I meant human-to-human cooperation. Climate change will for the foreseeable future result in migration pressures, either because a city has sunk into the ocean or previously fertile farmland turned to desert. In history this has so far solved this by military means, I'm simply advocating a more civilized approach.
> Your comment reads as a deflection from the fact that human activity IS the cause
If it comes across thus then I believe it has less to do with what I actually wrote, and more to do with a feverishly polarized discourse fuelled by US party politics where you either have to stay on a narrow path of accepted talking points or you must belong to "the dark side". The notion that climate change has not been rapid before is just one of the misunderstandings that flourish in such a debate climate.
As a matter of fact we will, for all conceivable future, have to be prepared to adapt to rapid climate change for whatever reason, be it because of interstellar events, volcano eruptions or simply because of tipping points reached as a consequence of a slow iterative change. It irks me that I have to repeat me total commitment to the abandonment of fossil fuel and the urgent adaptation of sustainable energy sources, just because I mention some basic facts that don't fit in the current feverishly polarized discourse.
But, for the sake of clarity; I do. The linked article is a prime example of how suppressing facts because they seem inconvenient for "the cause" opens up for the other side to seem "more scientific". It is simply not a good strategy.
I'm sorry but "we should be more adaptable" is clearly just misdirection from the actual thing at stake: the need to stop this insane rate of change caused by humans.
The fact that there were or will be future rapid changes is insignificant, considering their frequency and scale compared to human caused change. See the hockey stick graph or https://xkcd.com/1732/.
I don't know what feverish polarized politics you refer to since I'm not in the US but you have to understand that the words you are writing mirror the tactics used by big oil to delay change.
Those are good examples of partisan politics misinforming people about climate history, by leaving out 99% of it.
In fact, we're still below the historical average temperature on Earth and about 12C below the hottest times, as the following complete graph (500 million years) shows:
> The fact that there were or will be future rapid changes is insignificant, considering their frequency and scale compared to human caused change
As you can see on that graph, the scale of human caused climate change is smaller than many past natural climate changes. The Paleocene-Eocene Thermal Maximum, for example, began with a global mean temperature rise between 5C and 8C.

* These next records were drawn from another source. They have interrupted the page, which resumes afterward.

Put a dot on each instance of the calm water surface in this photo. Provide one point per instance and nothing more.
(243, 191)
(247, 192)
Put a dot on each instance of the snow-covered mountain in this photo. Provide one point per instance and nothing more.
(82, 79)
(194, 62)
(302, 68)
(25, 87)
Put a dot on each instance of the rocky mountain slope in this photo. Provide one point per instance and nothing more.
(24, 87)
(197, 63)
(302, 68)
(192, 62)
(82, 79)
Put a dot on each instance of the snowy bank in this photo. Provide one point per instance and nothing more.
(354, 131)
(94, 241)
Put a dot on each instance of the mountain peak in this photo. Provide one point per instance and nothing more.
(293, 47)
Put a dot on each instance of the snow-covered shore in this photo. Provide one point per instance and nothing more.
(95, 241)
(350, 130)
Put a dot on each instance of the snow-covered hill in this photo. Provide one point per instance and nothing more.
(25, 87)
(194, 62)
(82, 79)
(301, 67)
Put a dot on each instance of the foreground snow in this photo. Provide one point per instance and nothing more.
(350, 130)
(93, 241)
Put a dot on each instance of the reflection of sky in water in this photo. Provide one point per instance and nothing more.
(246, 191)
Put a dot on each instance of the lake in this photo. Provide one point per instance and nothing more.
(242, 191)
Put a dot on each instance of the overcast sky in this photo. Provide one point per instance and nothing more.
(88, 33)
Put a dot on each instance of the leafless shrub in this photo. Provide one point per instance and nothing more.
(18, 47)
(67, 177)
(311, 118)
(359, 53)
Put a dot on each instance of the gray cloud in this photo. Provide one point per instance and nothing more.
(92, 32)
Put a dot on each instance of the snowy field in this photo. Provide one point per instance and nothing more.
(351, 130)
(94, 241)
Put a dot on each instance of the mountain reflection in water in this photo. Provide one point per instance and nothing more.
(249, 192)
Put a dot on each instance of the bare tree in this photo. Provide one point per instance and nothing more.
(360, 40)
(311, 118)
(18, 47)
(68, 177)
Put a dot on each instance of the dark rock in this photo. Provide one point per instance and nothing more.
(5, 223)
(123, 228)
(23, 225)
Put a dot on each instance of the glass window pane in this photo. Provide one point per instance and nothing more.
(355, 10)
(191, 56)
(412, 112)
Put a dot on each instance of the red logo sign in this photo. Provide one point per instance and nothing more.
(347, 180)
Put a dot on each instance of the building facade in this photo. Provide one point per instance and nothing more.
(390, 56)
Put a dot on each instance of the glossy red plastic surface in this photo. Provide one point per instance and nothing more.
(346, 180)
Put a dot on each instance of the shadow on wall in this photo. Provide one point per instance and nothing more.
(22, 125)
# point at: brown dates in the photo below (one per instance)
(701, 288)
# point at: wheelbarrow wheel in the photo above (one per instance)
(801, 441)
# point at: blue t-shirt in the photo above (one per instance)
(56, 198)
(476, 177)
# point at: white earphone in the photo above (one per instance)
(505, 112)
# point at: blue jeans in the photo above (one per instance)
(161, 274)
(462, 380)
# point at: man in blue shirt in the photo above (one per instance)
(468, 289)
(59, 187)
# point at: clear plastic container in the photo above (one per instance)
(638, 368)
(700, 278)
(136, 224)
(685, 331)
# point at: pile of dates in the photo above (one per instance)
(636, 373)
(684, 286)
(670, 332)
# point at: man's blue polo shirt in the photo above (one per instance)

In the long view, there is no uncertainty, we know that the AMOC will fluctuate and likely fail completely at some point, we just don't know exactly when. Just as the Sahara will likely bloom again, and the locations of all current coastal cities will some day be underwater, we just don't know when.
This is not an argument for accelerating these changes, and continuing to emit CO2, sulfur, and other poisonous pollutants into the atmosphere, however. It is an argument for realizing that the planet is and will always be in climate flux, whether affected by human activity or not, and that our long term strategy needs to be adaptation and cooperation, not to engineer the climate to stay as it was in 1700 and selfishly laying claim to temporarily blessed locations.